Dlatego najwyższa pora to odczarować, zwłaszcza, że część tych przyzwyczajeń ludzie wynoszą z korporacji, w których to norma, choć powszechna strata czasu, o czym często mówią otwarcie sami zarządzający. Ja spotykam się dla podtrzymania relacji, albo na zakończenie większego projektu, raczej nigdy dla pozyskania zlecenia, bo nawet współpracując z korporacjami bliżej nam teraz do wideokonferencji.
Delegowanie zadań – to uratowało mnie niejednokrotnie przed migreną! Człowiek nie jest czasami w stanie kontrolować wszystkich rzeczy samemu…
Bardzo dobre i przydatne informacje.
Nigdy mi się nie zdarzyło jeszcze, by spotkanie biznesowe było stratą czasu… Chyba mam szczęście 😉
Cóż. Szkoda, że nie przeczytałaś z uwagą. Nie napisałam, że to strata czasu, a po prostu mniej efektywna forma komunikacji. Słowo klucz to efektywność, która przy bezpośrednich spotkaniach jest niższa, niż przy niemal każdej innej z wykorzystaniem nowych technologii.

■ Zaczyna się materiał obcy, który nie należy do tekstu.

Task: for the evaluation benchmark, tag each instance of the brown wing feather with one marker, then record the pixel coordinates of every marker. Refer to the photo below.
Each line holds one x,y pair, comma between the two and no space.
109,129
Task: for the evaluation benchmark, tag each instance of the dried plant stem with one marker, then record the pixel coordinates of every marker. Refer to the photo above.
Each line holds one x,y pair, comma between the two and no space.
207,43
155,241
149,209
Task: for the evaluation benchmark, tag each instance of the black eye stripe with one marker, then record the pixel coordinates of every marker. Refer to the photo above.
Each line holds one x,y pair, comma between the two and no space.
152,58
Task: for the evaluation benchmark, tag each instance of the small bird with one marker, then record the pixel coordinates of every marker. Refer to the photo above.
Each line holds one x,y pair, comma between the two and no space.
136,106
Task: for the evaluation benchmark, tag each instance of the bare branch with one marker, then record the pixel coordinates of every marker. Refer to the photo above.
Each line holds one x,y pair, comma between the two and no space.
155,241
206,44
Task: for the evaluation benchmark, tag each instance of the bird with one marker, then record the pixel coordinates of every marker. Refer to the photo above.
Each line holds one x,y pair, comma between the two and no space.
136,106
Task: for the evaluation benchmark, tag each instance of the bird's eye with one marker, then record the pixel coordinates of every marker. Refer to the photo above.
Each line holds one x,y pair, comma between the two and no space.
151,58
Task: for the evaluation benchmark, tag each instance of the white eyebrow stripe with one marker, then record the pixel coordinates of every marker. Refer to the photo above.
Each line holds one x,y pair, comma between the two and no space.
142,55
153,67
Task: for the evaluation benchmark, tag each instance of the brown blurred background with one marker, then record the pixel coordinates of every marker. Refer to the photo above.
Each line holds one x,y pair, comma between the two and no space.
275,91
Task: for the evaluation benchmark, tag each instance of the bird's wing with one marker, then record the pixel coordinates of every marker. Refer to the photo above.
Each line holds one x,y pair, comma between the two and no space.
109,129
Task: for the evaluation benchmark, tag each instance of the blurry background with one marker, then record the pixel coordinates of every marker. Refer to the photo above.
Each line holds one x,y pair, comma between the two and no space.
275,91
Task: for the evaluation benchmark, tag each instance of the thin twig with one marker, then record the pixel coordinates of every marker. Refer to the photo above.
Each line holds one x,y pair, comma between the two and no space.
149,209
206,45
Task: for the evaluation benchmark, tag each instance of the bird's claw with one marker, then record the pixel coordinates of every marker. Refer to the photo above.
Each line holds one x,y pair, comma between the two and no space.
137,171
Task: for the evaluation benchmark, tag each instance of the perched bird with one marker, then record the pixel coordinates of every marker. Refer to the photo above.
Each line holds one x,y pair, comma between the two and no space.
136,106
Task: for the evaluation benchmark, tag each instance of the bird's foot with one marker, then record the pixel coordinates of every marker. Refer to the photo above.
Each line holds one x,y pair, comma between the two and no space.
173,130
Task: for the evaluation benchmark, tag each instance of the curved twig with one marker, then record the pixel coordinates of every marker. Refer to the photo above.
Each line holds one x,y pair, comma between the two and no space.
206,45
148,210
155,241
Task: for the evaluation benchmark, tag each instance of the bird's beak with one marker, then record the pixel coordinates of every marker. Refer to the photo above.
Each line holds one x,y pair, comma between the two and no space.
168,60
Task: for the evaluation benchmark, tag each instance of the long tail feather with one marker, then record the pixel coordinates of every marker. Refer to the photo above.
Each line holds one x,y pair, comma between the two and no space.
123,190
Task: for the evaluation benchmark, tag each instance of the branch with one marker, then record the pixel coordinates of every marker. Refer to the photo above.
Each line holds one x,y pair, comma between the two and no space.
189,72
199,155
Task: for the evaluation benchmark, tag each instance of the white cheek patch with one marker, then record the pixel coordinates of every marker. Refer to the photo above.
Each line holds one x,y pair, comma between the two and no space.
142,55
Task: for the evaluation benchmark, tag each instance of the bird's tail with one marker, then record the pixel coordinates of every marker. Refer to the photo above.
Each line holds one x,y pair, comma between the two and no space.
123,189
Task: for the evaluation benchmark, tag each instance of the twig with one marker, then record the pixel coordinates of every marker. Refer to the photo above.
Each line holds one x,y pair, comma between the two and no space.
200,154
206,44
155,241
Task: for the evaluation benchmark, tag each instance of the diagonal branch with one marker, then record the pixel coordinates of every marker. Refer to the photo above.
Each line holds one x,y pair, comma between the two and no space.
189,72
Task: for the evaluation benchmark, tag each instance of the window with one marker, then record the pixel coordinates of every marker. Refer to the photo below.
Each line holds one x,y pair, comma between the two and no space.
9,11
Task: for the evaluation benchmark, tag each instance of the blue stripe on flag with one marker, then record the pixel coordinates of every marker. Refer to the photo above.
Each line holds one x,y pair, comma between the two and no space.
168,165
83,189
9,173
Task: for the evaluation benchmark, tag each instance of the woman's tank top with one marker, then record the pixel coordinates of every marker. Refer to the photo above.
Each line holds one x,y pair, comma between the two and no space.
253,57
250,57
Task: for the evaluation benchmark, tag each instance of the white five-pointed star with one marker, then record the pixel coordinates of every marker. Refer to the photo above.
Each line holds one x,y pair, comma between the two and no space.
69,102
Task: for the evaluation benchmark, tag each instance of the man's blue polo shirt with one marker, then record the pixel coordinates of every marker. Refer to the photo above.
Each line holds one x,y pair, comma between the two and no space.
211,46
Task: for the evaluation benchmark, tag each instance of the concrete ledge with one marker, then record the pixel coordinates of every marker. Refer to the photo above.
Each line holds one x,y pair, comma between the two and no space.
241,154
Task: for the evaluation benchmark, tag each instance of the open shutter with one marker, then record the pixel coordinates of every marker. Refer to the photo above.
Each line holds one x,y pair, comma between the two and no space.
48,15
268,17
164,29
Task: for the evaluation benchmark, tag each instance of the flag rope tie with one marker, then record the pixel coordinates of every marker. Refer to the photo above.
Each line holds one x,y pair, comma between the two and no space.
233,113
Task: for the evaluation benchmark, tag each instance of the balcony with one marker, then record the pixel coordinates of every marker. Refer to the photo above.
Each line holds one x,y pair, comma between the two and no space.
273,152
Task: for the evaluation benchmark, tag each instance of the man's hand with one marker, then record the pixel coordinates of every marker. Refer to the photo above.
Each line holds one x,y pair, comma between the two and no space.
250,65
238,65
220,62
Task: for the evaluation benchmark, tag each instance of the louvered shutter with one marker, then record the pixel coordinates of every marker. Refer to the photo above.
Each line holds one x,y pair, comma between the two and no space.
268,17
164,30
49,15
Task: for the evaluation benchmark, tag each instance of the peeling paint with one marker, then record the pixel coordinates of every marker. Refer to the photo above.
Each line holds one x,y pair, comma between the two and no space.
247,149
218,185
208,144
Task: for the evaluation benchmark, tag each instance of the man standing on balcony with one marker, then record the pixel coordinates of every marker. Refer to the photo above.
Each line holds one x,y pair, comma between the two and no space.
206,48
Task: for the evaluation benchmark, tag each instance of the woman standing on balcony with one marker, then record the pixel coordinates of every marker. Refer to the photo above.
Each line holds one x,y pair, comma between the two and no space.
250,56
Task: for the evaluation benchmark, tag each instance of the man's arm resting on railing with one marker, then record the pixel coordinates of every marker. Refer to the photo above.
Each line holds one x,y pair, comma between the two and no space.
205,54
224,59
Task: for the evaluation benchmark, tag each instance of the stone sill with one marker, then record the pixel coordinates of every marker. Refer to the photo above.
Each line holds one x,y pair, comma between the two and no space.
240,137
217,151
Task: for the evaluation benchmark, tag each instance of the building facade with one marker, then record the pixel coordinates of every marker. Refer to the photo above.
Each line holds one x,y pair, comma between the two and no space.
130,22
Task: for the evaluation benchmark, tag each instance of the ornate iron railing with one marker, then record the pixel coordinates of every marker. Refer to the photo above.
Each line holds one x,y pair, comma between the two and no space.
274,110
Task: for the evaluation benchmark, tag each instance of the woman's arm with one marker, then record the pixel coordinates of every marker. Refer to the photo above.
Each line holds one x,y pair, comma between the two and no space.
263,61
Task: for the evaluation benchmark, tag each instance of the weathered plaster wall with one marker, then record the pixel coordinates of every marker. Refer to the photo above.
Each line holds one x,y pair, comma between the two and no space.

Zatem. To raczej nie kwestia szczęścia.
super, że o tym piszesz; nie zawsze sami zauważamy nasze błędy
Ja, chyba jestem już na takim etapie, że mam dosyć zwiększania efektywności.
Na szczęście nie ma obowiązku, bo każdy jest kowalem swojego…biznesu. A czym zajmuje się Twoja firma?
Już dawno nie czytałam tak rzetelnego i rozwojowego wpisu. Brawo!
Jak tak poczytałam, to chyba nie jest u mnie najgorzej 🙂 Tylko rozmowy przez telefon zabierają mi trochę czasu, haha.
Piękne, prawdziwie i inspirujące- zresztą jak zawsze Madziu! Najgorsze sa te zbieracze czasu… Ileż zmarnowanego czasu i bezmyślnych chwil?!
Wszystko tak ale gdy y nie spotkania? Tel i uprzejmości do wielu wspolprac nigdy by noe doszło…
Skoro Kasia tak twierdzisz, zapewne tak jest. A jaki jest profil Twojej działalności?
Pracuję w branży inwestycyjnej, głównie inwestycje kapitałowe. Rzadko mi się zdarza, aby do zawarcia umowy doszło bez spotkania. Chyba, że się znam z klientem wiele lat to wówczas zaufanie procentuje. Też gdybym miała komuś powierzyć swoje pieniądze bez spotkania nie zrobiłabym tego. Ja działam poprzez mail, telefon i spotkanie.
Co do specyfiki branży inwestycyjnej to mam tylko jedną refleksję, bankowość internetowa wprowadzana przez mBank, w którym miałam okazję pracować wiele lat, też kiedyś była abstrakcją – obecnie jest standardem. Właśnie po to, aby nie trzeba było iść do placówki, stać w kolejce, rozmawiać i tracić czas. Wyjątek stanowią np. kredyty hipoteczne, ale tu wchodzimy na poziom formalności, o których nie ma mowy w małych i średnich firmach, których dotyczy ten wpis.